Se formos discutir o que pesa mais, as circunstâncias históricas ou o poder das personalidades, teremos assunto para falar até o fim dos tempos. A Segunda Guerra Mundial teria acontecido de qualquer maneira, por causa das reparações impossíveis exigidas à Alemanha? Os versalhistas — referência ao acordo que encerrou a Primeira Guerra — defenderão essa tese com ardor. Seus oponentes acham que só uma personalidade alucinadamente patológica como a de Adolf Hitler poderia provocar o que provocou. E ainda dão como adendo o poder definidor da figura de Winston Churchill na resistência heroica da Inglaterra e também, do outro lado do espectro do bem e do mal, a influência de Josef Stalin para erguer a muralha contra a qual se arrebentou a Alemanha nazista, incluindo na conta o perverso desprezo pela perda em massa de vidas de seu próprio povo (ou, no caso, do povo que governava, visto que, como georgiano, o tirano não tinha muito apreço pelos russos).
A relevância das personalidades está pesando agora gravemente no pior conflito da história das relações entre o Brasil e os Estados Unidos.
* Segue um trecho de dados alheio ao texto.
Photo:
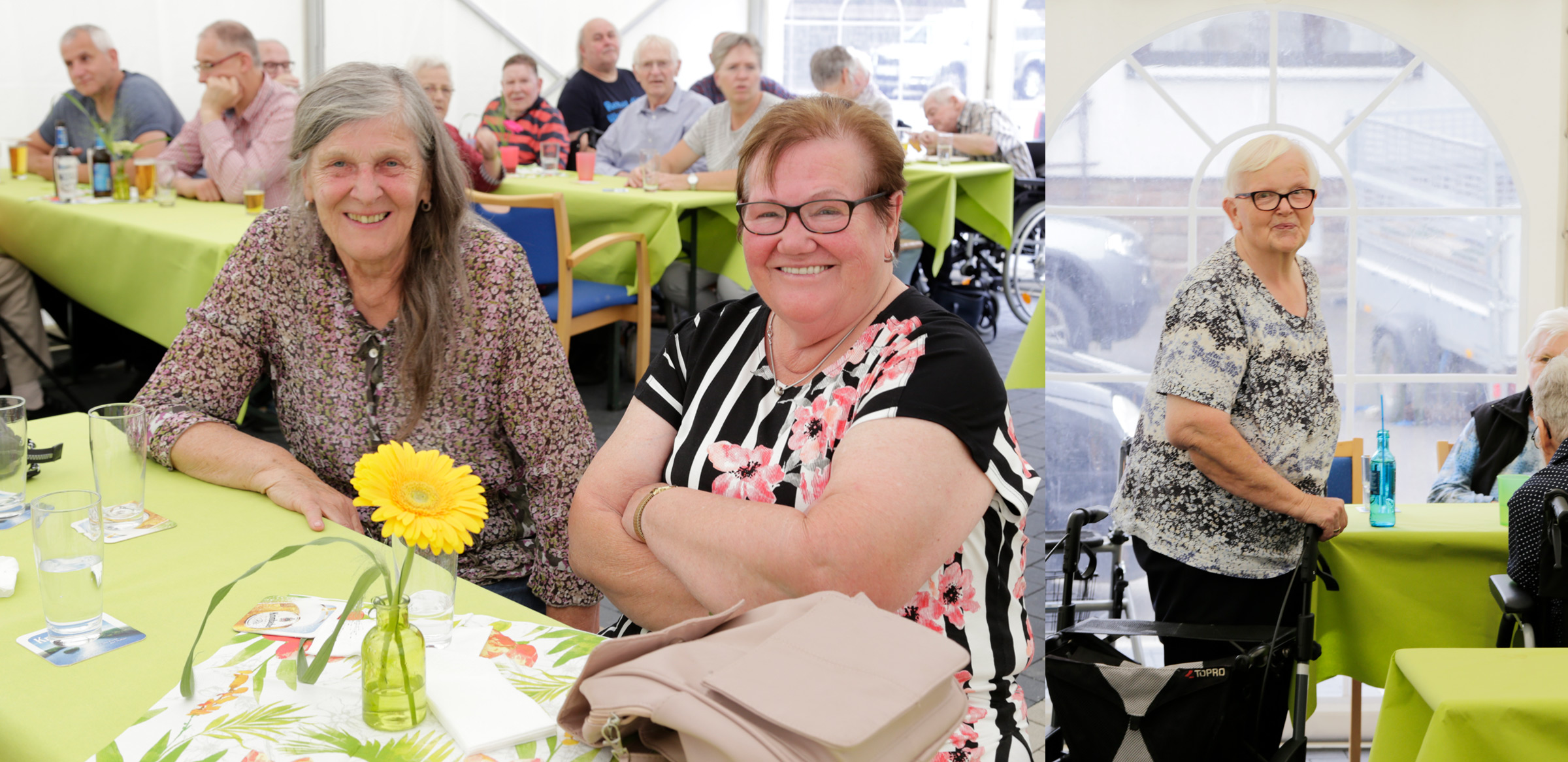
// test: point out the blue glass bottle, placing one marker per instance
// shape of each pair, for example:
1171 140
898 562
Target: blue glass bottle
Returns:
1380 486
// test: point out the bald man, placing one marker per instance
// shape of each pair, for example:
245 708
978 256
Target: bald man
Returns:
596 95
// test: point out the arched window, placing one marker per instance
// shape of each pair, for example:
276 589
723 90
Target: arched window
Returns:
1416 242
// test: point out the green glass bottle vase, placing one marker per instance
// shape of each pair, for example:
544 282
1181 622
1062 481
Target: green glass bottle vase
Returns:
394 678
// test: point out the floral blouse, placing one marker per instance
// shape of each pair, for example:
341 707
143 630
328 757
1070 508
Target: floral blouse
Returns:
504 402
739 438
1230 346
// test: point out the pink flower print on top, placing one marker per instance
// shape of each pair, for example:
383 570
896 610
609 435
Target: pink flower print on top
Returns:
745 474
819 425
955 593
811 485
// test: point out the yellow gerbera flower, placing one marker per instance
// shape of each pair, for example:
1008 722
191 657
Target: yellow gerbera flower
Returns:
421 497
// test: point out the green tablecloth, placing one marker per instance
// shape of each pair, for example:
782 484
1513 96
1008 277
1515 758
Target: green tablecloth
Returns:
596 207
140 265
159 584
1420 584
1475 704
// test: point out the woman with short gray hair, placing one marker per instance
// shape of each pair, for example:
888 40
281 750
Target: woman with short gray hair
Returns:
383 311
1235 441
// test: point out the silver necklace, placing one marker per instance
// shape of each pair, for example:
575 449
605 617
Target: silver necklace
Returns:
778 384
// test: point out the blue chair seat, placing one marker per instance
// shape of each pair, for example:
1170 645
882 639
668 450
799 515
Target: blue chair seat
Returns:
589 297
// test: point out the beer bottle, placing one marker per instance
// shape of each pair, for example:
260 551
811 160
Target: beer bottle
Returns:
103 171
65 165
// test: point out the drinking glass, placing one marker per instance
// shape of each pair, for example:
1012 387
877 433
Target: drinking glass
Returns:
255 197
649 167
68 546
118 435
163 179
146 173
432 588
18 151
945 148
13 455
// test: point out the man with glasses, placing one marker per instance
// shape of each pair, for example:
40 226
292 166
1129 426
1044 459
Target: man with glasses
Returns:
240 132
659 118
276 63
127 105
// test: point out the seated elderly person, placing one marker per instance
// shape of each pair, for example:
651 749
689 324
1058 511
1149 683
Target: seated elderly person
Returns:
715 137
981 129
659 118
240 131
483 156
383 311
1526 520
805 438
1501 435
840 71
521 116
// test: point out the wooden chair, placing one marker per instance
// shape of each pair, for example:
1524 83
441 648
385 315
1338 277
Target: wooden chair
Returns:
1354 450
538 223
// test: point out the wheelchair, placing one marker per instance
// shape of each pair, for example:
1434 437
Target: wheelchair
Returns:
979 275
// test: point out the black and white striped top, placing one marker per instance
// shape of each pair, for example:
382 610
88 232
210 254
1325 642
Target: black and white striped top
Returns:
736 437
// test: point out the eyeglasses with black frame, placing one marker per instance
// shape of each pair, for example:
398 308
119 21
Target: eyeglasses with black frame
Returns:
1269 201
819 217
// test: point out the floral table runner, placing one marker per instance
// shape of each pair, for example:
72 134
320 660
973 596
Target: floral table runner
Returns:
252 708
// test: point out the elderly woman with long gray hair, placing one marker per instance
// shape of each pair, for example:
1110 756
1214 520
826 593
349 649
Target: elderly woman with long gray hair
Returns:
383 311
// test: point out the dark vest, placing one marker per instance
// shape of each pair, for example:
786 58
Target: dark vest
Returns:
1501 427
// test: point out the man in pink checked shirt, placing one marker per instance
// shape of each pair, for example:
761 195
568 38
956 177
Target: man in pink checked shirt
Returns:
242 127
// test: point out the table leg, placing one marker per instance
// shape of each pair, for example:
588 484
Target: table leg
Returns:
1355 720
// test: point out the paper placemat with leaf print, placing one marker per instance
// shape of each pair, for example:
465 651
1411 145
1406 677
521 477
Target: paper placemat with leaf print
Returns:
252 708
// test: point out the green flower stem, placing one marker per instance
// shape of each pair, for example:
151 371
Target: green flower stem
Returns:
397 606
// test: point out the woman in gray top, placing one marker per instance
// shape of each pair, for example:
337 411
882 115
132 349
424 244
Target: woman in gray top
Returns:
1232 454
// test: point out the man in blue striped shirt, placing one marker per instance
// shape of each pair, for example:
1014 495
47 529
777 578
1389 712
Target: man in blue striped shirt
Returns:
656 120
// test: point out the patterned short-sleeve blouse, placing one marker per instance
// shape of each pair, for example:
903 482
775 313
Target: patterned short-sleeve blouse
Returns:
502 400
739 438
1232 346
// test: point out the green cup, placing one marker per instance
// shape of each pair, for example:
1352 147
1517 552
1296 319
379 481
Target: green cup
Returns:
1506 485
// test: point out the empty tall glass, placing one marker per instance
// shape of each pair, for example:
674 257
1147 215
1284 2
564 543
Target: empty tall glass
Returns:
118 435
68 548
13 455
432 588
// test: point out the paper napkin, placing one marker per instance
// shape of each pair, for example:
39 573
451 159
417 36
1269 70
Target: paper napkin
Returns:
477 706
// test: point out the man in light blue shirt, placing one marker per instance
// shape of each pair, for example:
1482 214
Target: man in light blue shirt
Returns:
659 118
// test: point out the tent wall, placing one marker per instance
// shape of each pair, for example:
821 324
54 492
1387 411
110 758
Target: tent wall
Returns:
1506 57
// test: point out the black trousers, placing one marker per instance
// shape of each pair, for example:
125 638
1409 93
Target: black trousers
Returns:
1194 596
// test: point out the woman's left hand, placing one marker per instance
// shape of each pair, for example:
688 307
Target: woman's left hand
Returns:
629 512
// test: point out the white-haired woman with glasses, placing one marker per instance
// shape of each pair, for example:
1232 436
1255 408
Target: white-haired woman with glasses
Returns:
1235 441
833 431
1501 435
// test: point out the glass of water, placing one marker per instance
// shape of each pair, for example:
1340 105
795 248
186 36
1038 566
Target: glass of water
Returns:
649 167
432 588
13 455
118 435
68 546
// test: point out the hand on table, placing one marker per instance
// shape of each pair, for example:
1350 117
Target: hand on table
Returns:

Donald Trump tem um envolvimento pessoal, pois vê em Jair Bolsonaro o perseguido político que ele foi, com consequências diferentes. Também usa termos como “aborrecido” para descrever sua atitude em relação ao governo brasileiro, algo raramente visto na diplomacia. As pistas que Lula vai semeando falam também de reações viscerais, sem nada a ver com o distanciamento que um líder interessado em resolver problemas deveria ter. Ele já disse que não vai se “humilhar” nem ficar “chorando e rastejando” perante os Estados Unidos, termos que evocam mais um homem atormentado por um sentimento de inferioridade do que o líder sumamente esperto que é, capaz de entrar numa reunião com um adversário político intragável e sair dela aos abraços e elogios com o indigitado.
“Todos os políticos têm um pouco de transtorno de personalidade histriônica”
Todos os políticos têm um pouco de transtorno de personalidade histriônica, a compulsão pela sedução. Em geral, adoram fazer isso — inclusive, ou principalmente, com opositores. Na semana passada, Trump jantou com alguns de seus maiores detratores no universo que ele mais quer seduzir, o dos gigantes das big techs. Mark Zuckerberg, que deu 400 milhões de dólares para impulsionar a campanha de Obama, desmanchou-se em sorrisos e confirmou investir 600 bilhões de dólares na infraestrutura exigida pelos avanços da inteligência artificial. Bill Gates, que critica até os intervalos de respiração de Trump, também estava uma seda. Por quê? Os interesses são mútuos: só as big techs podem manter a hegemonia americana na fronteira tecnológica, com a China bufando nos calcanhares, e só Trump pode prover o que elas precisam, acima de tudo energia elétrica (só para dar uma ideia das dimensões da maquinaria envolvida: o maior complexo de dados do mundo, da China Telecom, na Mongólia Interior, tem 1 milhão de metros quadrados). Por que Trump pode trocar farpas e elogios com o indiano Modi, e este procurá-lo pessoalmente, sem nem o mais remoto resquício de humilhação, mas Lula acha que precisaria rastejar se falasse com o presidente americano? Há, sim, sentimentos pessoais, mas cada vez outro fator vai ficando mais evidente: ele vê vantagens políticas em ter um antagonista como Trump. Dane-se o resto.